Fourth, the United States should support measures aimed at reducing LNG prices in the Asia-Pacific to make LNG more competitive with Russian pipeline gas. The price of natural gas in the Asia-Pacific is mostly indexed to oil or oil products. In order for consumers to enjoy a competitive gas market, pricing should be indexed to spot prices that are tied more closely with supply and demand fundamentals in the region (gas-to-gas competition). However, despite the fact that the Asia-Pacific is the second largest gas market in the world, it lacks a single natural gas trading hub to facilitate the transparent exchange of the commodity and provide more competitive prices. The amount of gas currently traded via pipelines is very limited, and the market relies increasingly on LNG, which is more conducive to gas-to-gas competition. If Russia succeeds in carrying out its pipeline strategy this will undermine the prospects of an Asian trading hub, as pipeline gas is more likely to be tied to oil. This will result in perpetuation of the oil indexation to the detriment of the region’s economies. Unsurprisingly, both OPEC and the Gas Exporters Country Forum (of which Russia is a member) endorsed oil indexation as the preferred pricing scheme to trade natural gas. The United States should work with the governments of the Asia-Pacific—China, Japan and South Korea—to gradually shift the gas market toward gas-to-gas competition and toward the establishment of at least one regional trading hub. This will not happen overnight but the intention and vision should be articulated in order to steer investments in natural gas infrastructure and to facilitate the emergence of a competitive and transparent market.

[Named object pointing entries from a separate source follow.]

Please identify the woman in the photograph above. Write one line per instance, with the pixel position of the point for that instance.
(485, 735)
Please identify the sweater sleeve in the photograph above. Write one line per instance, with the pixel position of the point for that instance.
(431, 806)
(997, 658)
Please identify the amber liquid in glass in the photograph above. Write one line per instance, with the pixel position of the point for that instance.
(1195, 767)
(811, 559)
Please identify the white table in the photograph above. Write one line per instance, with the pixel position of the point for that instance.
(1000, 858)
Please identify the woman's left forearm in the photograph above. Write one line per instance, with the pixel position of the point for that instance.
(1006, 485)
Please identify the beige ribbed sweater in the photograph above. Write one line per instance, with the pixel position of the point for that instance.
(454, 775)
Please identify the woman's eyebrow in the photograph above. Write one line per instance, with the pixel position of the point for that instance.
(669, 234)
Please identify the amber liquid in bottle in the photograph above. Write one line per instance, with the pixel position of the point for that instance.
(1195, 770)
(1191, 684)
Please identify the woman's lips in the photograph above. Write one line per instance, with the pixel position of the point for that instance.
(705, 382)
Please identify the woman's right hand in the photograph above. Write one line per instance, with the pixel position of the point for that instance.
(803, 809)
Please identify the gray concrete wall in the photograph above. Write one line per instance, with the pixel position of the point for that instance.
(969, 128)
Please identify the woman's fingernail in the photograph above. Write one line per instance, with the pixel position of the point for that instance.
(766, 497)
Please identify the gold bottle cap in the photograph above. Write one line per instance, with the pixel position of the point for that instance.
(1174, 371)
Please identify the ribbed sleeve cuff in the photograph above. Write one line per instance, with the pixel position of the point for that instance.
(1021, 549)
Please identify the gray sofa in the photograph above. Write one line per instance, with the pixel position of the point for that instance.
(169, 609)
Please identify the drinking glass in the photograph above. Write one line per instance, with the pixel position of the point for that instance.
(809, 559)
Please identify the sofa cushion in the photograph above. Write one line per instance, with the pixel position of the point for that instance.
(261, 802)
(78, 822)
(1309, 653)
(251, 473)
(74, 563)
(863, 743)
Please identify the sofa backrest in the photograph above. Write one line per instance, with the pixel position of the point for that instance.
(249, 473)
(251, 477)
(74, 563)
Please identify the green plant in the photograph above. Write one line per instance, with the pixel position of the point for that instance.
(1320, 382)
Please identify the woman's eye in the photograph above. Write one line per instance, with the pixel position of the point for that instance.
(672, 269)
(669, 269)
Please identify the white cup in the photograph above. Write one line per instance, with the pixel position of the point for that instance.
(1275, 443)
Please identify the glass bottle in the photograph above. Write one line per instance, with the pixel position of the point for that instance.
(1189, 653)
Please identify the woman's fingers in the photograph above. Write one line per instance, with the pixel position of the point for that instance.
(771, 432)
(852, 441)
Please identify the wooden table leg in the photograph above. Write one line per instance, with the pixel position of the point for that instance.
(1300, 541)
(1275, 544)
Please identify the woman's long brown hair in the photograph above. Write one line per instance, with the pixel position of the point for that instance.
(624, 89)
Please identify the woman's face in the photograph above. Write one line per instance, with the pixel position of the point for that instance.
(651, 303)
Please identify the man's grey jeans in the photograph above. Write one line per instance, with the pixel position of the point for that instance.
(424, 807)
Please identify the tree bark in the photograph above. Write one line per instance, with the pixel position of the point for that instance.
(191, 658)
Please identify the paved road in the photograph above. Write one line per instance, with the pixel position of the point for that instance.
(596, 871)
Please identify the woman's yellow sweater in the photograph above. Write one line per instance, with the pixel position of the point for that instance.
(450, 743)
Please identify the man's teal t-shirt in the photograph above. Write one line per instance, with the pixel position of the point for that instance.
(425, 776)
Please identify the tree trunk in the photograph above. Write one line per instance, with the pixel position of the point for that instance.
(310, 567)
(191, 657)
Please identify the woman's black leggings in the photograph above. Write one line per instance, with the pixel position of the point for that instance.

Finally, Washington should strive to include China and India as members of the International Energy Agency (IEA), even though those two countries are not members of the OECD and therefore technically not eligible for IEA membership. Being part of a multinational energy-security mechanism would strengthen China and India’s connection to the club of rich industrialized democracies instead of to Russia, whose application for OECD has been suspended in light of its recent behavior.
Transnational pipelines are the contour lines of geopolitics in the twenty-first century. Russia’s design is now apparent to all. America needs to show it has one as well.
Gal Luft is co-director of the Institute for the Analysis of Global Security and a senior adviser to the United States Energy Security Council. He is also co-chairman of the Global Forum on Energy Security.